Qualifying IRA Trust
In order for a trust to qualify for treatment as a beneficiary of an IRA, it must meet several IRS requirements. First, the trust must be valid according to the laws of the state where it was made. Second, the trust must either be irrevocable when made or irrevocable upon the death of the trustor--the owner of the trust. Third, the trust document must identify the individuals who will be the ultimate recipients of the IRA funds. Lastly, the IRA administrator must be given certain documentation by October 31 in the year following the owner's death. This documentation includes the trust instrument and all amendments to it, including a list of all beneficiaries of the trust, along with a written statement by the trustee that the beneficiary list is complete and that the trust complies with the first three requirements noted above.
Distribution of IRA Funds
When the owner of an IRA account dies and the beneficiary is a trust that does not qualify, IRS regulations require the account to be entirely distributed within five years of the owner's death, if the owner died before reaching 70½. If the owner died after age 70½, then the account must be entirely distributed within the owner's remaining life expectancy. However, with a qualifying trust as the beneficiary, the distribution rules are different and more favorable to the recipient of the account funds. In the case of a single individual as beneficiary of a qualifying trust, the IRS regulations permit the individual to be treated as if he were directly named as the IRA's beneficiary---thereby allowing a distribution of funds over the individual's lifetime. If there are multiple individuals named as beneficiaries, the funds will be distributed to each individual over the life expectancy of the oldest beneficiary. By using the lifetime of the beneficiaries rather than the owner for distribution of the funds, a greater tax saving will be realized.
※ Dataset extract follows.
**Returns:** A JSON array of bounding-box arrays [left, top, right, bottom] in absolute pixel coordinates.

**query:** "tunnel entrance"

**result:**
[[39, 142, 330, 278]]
Spouse as Sole Beneficiary
Designating a qualified trust as the beneficiary of your IRA is not advisable, if the sole beneficiary of the trust is your spouse. To do so would defeat the advantage that a surviving spouse has as the beneficiary of a deceased spouse's IRA. Unlike other beneficiaries, a spouse can treat the inherited IRA account as her own, including combining the accounts with any IRA account she may have on her own. This option is lost if the owner of an IRA account designates a trust as beneficiary, rather than his spouse.